Now, assuming that Rushdie’s presence could cause some unrest; may be more than ‘some’. But then, is the possibility of a law and order problem alone a valid ground to restrict or deny right to freedom of speech and expression? The answer quite obviously is ‘no’ because if such a ground was allowed, it would be the end of all peaceful, democratic protests, and, by extension, the end of democracy as well. Therefore, in absence of any valid reason, the decision to bar Rushdie – whichever way it was done – from participating in the Jaipur Festival was clearly “unreasonable and arbitrary” and thus offended Article 14 as well.
And this has nothing to do with Rushdie’s literary merit as an author or the social utility of his work. He might be ‘sub-standard’, ‘unreadable’ or ‘overrated’, but that does not diminish his right to be treated fairly.
If ‘utility’ of any kind is the parameter, let’s start by burning Monalisa because her inscrutable smile surely doesn’t alleviate poverty or crime or AIDS, and then we can move on to Khajuraho with a sledgehammer because at 123 million and counting, we surely don’t need temples with erotic statues to tell us how to do ‘it’.
And if ‘quality’ is a criterion, all but the today’s Shakespeares, Joyces, Kalidases, Kants, Picassos, Miltons, Premchands and the like must be decreed to stop work at once. Those who can’t speak as well as Martin Luther King, Jr. must be told to shut up. And the farmers would stop committing suicide, hopefully.
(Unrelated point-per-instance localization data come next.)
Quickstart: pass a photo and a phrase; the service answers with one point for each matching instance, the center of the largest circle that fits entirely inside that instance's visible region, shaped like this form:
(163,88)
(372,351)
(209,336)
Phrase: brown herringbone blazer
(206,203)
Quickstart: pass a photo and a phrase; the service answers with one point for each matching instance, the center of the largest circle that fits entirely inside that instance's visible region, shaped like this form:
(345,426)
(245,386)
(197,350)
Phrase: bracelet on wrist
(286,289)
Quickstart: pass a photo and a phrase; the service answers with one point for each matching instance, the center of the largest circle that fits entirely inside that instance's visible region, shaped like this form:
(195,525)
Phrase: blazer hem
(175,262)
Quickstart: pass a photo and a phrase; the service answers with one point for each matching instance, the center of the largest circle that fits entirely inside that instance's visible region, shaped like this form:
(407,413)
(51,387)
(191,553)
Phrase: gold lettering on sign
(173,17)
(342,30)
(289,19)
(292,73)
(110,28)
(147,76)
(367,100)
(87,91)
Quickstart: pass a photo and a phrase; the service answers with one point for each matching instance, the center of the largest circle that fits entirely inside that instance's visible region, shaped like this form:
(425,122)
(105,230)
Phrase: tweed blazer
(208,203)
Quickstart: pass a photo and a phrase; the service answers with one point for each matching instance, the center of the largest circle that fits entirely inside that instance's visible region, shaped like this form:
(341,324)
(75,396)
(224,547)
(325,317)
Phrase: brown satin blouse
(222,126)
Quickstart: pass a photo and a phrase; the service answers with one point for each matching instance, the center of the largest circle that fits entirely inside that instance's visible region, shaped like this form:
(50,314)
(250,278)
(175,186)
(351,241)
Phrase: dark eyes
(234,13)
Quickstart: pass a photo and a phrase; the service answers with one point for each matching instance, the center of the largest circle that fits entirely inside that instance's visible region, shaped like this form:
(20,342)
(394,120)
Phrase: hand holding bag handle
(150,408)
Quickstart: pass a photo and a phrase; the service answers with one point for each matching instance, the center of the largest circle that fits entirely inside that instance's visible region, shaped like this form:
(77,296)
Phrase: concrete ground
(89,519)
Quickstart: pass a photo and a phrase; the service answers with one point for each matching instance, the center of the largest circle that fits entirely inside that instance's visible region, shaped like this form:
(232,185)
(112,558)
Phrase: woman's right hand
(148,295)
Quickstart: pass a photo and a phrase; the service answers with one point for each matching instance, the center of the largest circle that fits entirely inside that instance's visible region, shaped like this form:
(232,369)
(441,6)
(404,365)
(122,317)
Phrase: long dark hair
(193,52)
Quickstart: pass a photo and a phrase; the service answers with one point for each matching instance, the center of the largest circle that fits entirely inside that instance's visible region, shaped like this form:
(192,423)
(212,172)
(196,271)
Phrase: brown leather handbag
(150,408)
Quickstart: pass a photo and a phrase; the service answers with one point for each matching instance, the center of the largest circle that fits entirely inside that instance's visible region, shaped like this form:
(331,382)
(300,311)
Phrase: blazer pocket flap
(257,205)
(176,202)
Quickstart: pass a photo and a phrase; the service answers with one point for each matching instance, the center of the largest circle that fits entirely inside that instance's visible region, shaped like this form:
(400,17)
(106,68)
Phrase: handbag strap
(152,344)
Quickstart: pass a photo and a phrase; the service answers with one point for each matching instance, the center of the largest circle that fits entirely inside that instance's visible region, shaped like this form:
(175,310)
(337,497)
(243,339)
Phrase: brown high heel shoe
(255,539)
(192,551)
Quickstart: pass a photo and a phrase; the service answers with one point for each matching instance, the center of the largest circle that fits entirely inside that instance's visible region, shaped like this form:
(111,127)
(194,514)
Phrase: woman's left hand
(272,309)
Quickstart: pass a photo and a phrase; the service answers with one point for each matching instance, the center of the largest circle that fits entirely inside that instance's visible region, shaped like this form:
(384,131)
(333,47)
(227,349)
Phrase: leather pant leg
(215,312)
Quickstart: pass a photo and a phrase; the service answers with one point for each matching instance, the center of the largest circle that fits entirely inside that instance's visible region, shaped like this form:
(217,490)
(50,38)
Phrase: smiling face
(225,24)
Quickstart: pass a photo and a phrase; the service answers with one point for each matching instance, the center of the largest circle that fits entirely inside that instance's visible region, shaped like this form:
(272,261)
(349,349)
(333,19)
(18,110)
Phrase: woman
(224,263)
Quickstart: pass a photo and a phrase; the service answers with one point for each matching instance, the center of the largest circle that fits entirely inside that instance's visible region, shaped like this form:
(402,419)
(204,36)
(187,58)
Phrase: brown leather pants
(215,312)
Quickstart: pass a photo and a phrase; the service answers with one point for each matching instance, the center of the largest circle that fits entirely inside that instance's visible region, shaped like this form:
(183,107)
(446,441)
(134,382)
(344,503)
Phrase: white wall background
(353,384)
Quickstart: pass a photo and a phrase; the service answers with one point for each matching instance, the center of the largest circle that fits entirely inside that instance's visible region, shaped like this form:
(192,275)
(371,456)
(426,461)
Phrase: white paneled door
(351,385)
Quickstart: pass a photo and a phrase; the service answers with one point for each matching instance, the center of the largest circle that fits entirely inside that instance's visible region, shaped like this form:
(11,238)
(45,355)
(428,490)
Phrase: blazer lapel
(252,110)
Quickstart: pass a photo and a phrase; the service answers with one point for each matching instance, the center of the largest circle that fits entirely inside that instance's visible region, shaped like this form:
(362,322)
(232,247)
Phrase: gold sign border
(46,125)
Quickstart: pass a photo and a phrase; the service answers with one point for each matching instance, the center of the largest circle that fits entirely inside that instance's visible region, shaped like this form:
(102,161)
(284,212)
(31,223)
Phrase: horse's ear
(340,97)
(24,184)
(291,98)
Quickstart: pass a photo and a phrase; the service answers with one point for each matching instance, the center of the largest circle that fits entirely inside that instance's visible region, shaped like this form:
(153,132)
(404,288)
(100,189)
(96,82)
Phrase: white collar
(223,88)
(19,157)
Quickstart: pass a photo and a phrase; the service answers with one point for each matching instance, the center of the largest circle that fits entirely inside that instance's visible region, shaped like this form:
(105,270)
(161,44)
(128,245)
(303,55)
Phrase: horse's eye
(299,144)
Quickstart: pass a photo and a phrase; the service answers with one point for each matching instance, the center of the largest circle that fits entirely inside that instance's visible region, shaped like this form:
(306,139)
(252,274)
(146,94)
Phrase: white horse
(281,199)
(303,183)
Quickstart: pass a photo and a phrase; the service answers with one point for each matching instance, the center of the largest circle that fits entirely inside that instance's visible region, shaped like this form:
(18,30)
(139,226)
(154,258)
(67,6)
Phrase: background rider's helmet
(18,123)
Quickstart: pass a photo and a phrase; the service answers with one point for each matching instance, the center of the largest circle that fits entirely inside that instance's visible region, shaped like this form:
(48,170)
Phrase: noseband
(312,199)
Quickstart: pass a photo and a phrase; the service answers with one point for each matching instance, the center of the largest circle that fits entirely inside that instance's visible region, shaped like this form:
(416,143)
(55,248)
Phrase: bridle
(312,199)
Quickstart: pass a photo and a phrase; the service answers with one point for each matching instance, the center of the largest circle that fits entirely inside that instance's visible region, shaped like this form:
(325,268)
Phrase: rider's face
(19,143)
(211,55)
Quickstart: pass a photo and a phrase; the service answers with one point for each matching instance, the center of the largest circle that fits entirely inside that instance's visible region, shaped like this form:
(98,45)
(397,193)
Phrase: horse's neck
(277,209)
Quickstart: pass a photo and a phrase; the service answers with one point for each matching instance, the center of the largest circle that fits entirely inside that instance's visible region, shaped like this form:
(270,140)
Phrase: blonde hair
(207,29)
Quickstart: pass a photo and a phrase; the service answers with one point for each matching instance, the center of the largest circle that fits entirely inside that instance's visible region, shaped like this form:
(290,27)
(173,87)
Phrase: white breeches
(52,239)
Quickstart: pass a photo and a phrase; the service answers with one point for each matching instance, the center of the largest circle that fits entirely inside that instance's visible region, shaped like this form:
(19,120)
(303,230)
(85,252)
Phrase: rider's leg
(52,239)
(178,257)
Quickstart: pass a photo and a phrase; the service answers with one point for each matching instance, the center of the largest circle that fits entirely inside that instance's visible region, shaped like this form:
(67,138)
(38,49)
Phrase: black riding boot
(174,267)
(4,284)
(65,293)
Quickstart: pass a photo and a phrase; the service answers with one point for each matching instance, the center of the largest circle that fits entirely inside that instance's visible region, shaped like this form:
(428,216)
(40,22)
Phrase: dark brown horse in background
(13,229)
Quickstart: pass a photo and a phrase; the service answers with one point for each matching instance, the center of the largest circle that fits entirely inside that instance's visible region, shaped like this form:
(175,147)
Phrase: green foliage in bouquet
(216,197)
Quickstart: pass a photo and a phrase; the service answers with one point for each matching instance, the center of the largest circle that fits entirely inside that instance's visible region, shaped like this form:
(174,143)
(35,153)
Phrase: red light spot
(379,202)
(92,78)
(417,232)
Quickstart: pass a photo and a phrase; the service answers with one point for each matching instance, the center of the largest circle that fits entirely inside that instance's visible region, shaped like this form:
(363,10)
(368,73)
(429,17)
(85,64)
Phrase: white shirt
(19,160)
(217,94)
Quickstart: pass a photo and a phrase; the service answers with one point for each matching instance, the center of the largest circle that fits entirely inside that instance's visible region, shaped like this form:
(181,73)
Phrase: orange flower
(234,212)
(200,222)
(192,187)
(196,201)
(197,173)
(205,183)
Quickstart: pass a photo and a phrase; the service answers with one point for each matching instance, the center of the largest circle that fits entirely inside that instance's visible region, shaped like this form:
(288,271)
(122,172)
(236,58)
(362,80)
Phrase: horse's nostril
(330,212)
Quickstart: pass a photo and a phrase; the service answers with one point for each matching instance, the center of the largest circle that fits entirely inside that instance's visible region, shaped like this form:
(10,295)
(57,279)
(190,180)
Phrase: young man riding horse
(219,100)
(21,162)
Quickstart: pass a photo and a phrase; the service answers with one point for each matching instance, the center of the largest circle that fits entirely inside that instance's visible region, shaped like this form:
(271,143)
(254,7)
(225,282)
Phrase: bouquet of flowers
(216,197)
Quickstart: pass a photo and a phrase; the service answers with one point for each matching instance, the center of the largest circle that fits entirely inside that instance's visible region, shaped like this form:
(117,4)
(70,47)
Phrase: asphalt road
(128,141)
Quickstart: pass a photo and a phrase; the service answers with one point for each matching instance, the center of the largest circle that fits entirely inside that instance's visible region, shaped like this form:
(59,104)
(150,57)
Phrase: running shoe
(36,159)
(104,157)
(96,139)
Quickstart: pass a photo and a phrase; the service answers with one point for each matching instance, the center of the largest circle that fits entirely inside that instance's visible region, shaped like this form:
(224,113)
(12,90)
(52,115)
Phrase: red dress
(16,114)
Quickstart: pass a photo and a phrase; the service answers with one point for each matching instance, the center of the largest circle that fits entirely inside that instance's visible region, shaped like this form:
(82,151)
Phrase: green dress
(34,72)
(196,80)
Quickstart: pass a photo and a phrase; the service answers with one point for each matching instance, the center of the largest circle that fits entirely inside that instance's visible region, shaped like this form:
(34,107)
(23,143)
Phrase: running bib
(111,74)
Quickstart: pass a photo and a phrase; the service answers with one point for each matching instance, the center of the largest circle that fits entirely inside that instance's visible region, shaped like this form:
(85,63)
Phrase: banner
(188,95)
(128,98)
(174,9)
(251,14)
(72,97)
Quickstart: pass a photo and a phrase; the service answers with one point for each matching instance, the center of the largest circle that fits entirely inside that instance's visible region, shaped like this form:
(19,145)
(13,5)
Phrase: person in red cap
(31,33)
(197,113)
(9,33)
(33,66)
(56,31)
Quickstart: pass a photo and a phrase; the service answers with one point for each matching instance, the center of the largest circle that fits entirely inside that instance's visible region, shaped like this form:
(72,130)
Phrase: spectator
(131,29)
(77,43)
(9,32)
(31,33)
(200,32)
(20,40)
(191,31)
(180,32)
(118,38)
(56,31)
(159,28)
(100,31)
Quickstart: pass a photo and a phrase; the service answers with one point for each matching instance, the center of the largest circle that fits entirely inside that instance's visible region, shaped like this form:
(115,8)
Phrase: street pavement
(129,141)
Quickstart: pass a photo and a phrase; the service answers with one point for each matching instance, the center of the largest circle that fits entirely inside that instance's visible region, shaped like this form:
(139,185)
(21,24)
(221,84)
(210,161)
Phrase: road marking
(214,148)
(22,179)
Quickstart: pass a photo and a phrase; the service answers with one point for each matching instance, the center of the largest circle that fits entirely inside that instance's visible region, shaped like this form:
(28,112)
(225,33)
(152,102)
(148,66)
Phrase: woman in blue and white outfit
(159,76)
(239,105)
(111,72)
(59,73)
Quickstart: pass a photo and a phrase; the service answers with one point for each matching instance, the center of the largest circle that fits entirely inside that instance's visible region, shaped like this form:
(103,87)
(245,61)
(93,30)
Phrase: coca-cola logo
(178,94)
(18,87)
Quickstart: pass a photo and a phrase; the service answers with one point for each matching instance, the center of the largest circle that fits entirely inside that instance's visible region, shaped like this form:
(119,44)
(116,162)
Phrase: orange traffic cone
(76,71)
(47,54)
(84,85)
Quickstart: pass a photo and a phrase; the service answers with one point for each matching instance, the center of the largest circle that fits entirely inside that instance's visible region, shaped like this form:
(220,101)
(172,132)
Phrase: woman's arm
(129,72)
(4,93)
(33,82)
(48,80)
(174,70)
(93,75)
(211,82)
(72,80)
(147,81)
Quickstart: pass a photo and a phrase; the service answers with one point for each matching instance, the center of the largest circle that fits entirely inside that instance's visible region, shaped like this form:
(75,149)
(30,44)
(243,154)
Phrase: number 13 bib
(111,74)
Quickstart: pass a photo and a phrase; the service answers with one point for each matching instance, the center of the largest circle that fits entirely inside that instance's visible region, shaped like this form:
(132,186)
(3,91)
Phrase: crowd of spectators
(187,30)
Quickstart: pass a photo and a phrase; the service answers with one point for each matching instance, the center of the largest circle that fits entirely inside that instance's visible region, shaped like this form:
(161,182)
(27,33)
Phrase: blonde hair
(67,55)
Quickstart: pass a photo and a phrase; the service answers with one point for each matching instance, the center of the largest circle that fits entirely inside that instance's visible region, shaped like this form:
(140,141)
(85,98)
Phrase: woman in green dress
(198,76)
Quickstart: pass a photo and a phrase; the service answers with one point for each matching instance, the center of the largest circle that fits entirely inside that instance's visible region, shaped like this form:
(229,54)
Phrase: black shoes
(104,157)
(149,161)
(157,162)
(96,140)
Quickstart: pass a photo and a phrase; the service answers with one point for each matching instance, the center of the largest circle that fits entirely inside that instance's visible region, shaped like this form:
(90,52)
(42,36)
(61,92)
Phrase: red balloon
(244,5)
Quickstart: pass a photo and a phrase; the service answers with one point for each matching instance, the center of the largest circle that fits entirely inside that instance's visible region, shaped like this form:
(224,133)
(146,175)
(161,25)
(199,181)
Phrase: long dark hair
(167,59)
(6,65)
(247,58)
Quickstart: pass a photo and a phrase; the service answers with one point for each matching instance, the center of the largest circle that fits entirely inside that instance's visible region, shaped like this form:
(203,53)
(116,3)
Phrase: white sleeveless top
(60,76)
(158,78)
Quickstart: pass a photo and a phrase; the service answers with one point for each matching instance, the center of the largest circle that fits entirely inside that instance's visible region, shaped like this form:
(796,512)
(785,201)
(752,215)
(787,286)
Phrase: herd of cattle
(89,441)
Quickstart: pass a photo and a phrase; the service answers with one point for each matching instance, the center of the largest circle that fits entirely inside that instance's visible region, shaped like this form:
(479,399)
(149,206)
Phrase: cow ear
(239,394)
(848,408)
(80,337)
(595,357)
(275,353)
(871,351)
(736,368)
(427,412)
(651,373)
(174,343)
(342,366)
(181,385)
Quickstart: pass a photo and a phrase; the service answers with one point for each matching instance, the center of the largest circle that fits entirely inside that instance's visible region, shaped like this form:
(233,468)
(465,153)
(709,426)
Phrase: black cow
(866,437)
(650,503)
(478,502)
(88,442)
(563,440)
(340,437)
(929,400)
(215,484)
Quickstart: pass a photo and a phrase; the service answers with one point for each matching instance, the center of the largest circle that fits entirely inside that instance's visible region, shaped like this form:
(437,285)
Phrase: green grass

If being ‘inoffensive’ is a necessary pre-condition, Mirza Ghalib was offensive enough to border on blasphemy. And in his day and time, he was considered ‘sub-standard’ by his contemporary poets like Mohammad Ibrahim Zauq. Publishers did not find him ‘publishable’ for a long time. And his poetry did not stir up a revolution then, nor can it do so now. So, he was a socially ‘ineffective’, ‘sub-standard’, ‘almost blasphemous’ poet. Imagine the literary consequences of silencing Ghalib for those reasons, shall we?